The Chirumhanzu Home-Based Care Project is based in Chirumhanzu District, a farming area in the central Midlands province of Zimbabwe, which has been hit very

hard by the HIV/AIDS epidemic. The project grew out of an initiative in the early 1990s by senior nurses, Dominican Sisters, and expatriate doctors at St. Theresa's Hospital.

The project promotes HIV/AIDS awareness and prevention, both among the general public and among target groups such as sex workers, students, and people being treated for sexually transmitted infections. The project is organisationally separate from the hospital, but collaborates fully with it in referrals and has space in the hospital wing built by the Dominican Sisters. A full-time nurse paid by the hospital works with the project, while the group's full-time coordinator is paid a small honorarium from project funds provided by the NGO SolidarMed. The Ministry of Health nurses provide most materials and drugs used in the home-care service.

The project encourages persons infected or affected by the virus to participate in all aspects of the project. This principle is important not only in itself, but also because it raises the profile of persons living with HIV/AIDS within the community and thus serves to reduce stigmatisation.

Most of the project's volunteer home caregivers are recruited through the district's church parish councils and other local religious organisations. Criteria that guide the councils in their recruitment of these volunteers include compassion and willingness to provide spiritual support and care where needed. There are currently about 30 volunteers in Chirumhanzu. The majority of project members are either HIV-positive or are directly affected in some way by the virus - for example, having had a family member who died of AIDS.

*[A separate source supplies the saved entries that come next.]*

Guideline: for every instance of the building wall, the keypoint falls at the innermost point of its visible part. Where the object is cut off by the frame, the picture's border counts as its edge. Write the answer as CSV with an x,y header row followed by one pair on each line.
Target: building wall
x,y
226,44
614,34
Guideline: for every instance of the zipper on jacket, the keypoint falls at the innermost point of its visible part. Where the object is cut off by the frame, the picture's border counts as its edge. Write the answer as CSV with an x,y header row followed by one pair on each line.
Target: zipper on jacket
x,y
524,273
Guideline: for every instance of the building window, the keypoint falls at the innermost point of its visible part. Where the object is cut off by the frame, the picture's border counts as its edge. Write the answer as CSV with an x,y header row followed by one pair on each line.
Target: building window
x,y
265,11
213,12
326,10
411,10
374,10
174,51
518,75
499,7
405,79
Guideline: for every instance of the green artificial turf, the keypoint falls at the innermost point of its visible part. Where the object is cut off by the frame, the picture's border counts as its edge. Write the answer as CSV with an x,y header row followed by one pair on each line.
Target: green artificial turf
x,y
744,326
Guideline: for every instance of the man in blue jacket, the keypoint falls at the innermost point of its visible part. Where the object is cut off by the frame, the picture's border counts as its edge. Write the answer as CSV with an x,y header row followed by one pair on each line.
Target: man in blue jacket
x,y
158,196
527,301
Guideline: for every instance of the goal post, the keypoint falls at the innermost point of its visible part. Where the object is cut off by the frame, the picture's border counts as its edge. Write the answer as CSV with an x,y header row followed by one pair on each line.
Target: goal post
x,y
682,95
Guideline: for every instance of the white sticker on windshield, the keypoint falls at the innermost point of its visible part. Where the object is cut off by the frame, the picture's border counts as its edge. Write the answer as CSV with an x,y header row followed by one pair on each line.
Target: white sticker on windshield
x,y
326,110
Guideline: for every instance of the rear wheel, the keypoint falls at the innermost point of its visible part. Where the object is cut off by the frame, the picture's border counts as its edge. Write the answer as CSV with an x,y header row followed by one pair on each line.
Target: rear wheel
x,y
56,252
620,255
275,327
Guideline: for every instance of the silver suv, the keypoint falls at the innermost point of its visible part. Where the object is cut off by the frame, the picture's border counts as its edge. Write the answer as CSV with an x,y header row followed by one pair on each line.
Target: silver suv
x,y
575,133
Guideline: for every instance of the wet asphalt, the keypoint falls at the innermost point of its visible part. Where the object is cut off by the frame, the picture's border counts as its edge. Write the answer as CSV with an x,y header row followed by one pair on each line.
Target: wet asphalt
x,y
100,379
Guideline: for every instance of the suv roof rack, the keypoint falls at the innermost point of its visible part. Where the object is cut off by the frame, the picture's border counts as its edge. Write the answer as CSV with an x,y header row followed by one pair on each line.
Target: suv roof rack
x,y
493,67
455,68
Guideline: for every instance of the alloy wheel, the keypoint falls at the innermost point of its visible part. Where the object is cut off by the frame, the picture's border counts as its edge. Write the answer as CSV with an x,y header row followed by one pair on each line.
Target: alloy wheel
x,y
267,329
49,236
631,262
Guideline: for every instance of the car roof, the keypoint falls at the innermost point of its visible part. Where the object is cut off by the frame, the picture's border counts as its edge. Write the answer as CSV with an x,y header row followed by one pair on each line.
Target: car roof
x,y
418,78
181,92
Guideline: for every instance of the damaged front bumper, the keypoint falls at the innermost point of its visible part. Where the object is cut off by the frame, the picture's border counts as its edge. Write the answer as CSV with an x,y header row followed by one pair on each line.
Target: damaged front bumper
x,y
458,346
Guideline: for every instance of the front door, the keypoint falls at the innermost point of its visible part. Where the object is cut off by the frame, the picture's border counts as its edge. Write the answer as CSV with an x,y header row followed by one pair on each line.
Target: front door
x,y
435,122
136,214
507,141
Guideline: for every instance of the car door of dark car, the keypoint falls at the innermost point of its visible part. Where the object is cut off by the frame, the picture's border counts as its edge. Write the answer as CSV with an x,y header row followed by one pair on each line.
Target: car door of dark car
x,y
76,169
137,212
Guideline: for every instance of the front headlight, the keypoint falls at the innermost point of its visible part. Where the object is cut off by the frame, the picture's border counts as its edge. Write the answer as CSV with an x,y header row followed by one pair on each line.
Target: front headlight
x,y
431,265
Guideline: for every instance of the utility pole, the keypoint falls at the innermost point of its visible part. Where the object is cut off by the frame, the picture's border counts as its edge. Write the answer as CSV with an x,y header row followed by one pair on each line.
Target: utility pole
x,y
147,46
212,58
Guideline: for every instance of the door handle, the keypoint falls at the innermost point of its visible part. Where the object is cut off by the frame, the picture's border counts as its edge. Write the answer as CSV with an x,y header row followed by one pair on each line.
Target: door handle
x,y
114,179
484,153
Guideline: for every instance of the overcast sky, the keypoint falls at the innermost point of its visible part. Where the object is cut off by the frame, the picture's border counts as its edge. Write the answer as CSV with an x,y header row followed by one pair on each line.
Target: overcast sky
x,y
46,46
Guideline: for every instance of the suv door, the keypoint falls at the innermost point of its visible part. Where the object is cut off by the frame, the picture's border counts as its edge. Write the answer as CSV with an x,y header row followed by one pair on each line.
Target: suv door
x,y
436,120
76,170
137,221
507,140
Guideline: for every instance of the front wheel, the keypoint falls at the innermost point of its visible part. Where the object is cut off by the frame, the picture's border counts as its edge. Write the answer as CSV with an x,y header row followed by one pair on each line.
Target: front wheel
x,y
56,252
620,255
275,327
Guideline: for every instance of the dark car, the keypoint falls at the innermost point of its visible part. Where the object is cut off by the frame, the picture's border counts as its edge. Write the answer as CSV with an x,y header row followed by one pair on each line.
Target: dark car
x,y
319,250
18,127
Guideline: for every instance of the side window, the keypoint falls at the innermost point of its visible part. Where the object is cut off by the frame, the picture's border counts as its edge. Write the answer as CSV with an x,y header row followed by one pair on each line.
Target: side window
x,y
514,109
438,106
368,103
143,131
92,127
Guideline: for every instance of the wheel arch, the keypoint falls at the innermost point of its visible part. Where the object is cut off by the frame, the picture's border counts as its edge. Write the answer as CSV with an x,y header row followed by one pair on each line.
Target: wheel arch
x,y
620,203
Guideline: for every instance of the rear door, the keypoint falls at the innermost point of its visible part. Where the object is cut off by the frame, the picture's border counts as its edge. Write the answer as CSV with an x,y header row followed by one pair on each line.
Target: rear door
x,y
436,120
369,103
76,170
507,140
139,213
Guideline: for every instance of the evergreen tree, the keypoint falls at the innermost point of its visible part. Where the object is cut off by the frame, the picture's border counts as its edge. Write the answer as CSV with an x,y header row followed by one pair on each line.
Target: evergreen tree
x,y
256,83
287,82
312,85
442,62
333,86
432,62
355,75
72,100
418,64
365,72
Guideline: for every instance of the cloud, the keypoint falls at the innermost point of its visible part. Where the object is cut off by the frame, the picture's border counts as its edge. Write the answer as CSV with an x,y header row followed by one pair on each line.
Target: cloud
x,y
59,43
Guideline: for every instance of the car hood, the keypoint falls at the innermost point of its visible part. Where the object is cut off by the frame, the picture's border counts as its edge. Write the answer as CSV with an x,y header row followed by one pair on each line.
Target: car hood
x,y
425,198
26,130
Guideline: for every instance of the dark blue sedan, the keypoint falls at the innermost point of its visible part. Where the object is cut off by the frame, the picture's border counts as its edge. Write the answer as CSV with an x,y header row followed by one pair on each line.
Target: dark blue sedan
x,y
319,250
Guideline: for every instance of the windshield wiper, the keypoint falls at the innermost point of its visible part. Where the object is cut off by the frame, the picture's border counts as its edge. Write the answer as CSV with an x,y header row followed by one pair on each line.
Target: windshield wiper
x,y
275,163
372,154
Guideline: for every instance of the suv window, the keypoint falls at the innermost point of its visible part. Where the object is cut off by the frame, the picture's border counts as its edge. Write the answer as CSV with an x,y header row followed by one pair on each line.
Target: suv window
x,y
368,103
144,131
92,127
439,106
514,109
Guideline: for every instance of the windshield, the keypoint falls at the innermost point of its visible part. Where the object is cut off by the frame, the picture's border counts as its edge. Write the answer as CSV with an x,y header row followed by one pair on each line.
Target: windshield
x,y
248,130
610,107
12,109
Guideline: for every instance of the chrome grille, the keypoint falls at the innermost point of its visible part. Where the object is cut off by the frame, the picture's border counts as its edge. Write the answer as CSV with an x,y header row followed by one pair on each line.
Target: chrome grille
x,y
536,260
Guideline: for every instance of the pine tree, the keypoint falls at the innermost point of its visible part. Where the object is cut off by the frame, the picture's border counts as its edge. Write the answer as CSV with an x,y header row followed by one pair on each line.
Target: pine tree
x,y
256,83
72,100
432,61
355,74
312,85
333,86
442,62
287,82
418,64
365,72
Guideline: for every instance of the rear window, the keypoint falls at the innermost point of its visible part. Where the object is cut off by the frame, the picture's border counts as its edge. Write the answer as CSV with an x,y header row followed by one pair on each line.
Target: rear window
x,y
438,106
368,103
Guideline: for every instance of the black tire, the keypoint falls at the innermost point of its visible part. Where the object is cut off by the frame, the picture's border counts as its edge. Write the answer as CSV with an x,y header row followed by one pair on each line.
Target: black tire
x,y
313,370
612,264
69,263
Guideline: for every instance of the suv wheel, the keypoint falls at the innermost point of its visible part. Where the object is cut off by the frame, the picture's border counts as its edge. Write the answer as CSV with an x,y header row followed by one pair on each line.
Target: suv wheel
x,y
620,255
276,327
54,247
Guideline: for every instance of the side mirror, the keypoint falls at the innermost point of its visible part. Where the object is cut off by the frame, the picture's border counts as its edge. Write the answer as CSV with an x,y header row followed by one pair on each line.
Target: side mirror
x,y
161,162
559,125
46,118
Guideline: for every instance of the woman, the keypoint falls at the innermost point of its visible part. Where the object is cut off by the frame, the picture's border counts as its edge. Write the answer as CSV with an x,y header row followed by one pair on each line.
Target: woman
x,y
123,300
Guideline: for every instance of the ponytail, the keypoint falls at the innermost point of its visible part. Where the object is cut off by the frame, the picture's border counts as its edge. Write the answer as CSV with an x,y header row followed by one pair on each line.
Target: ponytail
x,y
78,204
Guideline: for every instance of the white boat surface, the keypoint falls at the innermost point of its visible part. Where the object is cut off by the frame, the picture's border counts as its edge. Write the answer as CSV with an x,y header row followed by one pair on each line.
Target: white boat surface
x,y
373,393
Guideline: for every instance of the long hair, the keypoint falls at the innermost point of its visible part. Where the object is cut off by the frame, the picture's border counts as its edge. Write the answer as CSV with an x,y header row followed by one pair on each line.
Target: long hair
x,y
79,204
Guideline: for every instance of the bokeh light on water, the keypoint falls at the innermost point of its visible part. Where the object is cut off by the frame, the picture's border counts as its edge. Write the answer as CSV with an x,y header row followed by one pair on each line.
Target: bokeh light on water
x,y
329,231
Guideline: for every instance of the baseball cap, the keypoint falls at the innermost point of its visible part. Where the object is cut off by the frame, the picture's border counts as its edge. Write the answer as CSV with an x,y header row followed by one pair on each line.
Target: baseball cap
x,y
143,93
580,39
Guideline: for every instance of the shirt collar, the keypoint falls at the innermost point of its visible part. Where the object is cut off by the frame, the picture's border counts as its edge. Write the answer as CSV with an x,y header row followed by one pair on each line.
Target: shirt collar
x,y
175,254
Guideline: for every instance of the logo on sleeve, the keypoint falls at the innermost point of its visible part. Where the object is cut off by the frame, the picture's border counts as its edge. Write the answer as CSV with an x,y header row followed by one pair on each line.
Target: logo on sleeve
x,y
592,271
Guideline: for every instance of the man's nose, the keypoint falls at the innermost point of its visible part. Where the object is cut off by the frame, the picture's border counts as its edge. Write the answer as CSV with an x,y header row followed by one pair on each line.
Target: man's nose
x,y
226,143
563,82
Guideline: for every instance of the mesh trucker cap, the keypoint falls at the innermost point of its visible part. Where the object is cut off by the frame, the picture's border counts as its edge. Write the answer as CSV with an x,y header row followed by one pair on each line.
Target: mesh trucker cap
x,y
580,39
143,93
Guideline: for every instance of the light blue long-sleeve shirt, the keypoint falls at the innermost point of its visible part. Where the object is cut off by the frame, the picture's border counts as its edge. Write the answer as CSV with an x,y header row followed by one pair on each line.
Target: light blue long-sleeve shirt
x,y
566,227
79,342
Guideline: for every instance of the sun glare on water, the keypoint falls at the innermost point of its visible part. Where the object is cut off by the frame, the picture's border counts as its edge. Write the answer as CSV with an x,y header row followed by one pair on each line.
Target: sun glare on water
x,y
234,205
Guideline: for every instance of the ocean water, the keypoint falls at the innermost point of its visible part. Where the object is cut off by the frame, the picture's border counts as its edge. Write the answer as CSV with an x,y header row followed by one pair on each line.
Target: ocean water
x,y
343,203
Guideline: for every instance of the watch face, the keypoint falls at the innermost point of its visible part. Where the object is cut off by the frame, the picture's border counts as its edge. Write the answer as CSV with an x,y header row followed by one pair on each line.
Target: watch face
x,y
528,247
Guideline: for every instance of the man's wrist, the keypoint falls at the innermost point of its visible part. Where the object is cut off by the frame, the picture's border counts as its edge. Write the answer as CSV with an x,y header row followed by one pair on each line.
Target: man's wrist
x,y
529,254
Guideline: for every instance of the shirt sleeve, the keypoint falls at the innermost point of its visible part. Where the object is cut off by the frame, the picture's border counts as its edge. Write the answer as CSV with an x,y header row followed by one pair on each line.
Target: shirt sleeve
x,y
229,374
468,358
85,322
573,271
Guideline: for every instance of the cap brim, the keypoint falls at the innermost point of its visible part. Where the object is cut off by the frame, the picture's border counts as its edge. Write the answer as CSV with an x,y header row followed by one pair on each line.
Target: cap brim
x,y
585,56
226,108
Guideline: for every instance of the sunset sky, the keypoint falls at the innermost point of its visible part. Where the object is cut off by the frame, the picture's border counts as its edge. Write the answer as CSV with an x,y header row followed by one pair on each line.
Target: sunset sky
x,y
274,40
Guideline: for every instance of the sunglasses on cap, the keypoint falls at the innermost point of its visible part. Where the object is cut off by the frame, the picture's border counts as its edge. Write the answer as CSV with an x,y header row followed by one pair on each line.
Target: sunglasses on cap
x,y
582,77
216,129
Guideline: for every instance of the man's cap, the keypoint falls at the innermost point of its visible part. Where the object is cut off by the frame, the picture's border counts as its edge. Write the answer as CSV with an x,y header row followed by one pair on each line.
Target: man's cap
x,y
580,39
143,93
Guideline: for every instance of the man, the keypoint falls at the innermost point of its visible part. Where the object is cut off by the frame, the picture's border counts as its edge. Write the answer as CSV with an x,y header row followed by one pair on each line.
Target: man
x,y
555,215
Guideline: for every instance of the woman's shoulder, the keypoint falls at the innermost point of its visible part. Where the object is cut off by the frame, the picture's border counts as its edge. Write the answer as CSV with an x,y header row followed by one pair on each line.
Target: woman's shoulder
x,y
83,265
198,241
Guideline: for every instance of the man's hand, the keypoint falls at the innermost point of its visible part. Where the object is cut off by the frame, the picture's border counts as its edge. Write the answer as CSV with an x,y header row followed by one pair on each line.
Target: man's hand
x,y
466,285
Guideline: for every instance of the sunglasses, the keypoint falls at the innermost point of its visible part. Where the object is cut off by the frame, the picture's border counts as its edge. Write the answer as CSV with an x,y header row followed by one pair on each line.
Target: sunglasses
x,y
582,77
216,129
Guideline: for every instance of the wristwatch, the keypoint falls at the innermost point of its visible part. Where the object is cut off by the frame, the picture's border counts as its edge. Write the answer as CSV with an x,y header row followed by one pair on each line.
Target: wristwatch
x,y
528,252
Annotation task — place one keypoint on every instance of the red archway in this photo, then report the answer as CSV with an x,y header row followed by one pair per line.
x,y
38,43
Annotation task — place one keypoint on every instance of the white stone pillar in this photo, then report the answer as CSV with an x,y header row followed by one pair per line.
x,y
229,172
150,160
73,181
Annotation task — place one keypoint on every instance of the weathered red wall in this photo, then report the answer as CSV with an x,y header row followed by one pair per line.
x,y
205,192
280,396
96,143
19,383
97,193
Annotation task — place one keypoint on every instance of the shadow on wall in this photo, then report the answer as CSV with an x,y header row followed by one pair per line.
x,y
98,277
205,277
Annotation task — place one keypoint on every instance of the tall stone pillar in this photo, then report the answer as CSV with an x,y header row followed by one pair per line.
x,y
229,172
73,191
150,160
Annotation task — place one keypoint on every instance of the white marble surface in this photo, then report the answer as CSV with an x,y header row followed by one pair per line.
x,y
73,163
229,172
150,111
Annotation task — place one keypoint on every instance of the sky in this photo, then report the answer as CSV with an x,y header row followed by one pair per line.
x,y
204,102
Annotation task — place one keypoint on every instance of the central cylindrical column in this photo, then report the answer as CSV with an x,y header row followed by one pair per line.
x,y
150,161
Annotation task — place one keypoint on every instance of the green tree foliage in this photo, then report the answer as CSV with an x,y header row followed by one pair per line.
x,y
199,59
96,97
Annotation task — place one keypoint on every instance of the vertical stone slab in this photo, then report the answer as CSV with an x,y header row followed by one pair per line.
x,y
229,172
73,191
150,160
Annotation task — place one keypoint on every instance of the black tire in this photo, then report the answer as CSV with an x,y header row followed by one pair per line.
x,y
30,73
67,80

As yet, the project has not been successful in enlisting the active support of local chiefs or village health workers, although the latter give passive support or tacit acceptance, which is essential to the project's work.

South Africa: Bambisanani – an EQUITY Project

Leadership issues summary

Leadership level: Partnerships with the cooperation of several organisations that provide funding and other support

Contribution to success: clear articulation of immediate needs, decentralisation, development of organisational framework, provision of training, understanding the need for multisectoral response

Opportunities: mobilisation of resources, implementation, measurement and evaluation

EQUITY is a USAID-funded project created to support the South African government in providing integrated health care.

‘Bambisanani’, meaning ‘in partnership to help each other’, is a multisectoral project involving organisations such as the Employment Bureau of South Africa, the Mineworkers Development Agency and the Planned Parenthood Association of South Africa. Their objective is to enable selected communities in the Eastern Cape to provide comprehensive care that will contribute to the improved quality of life of persons living with HIV/AIDS, their families and the communities in which they live. Repatriated migrant workers are one particular focus.

Main activities include community capacity building, home-based care, care and support for children in distress and support for groups and income-generating activities.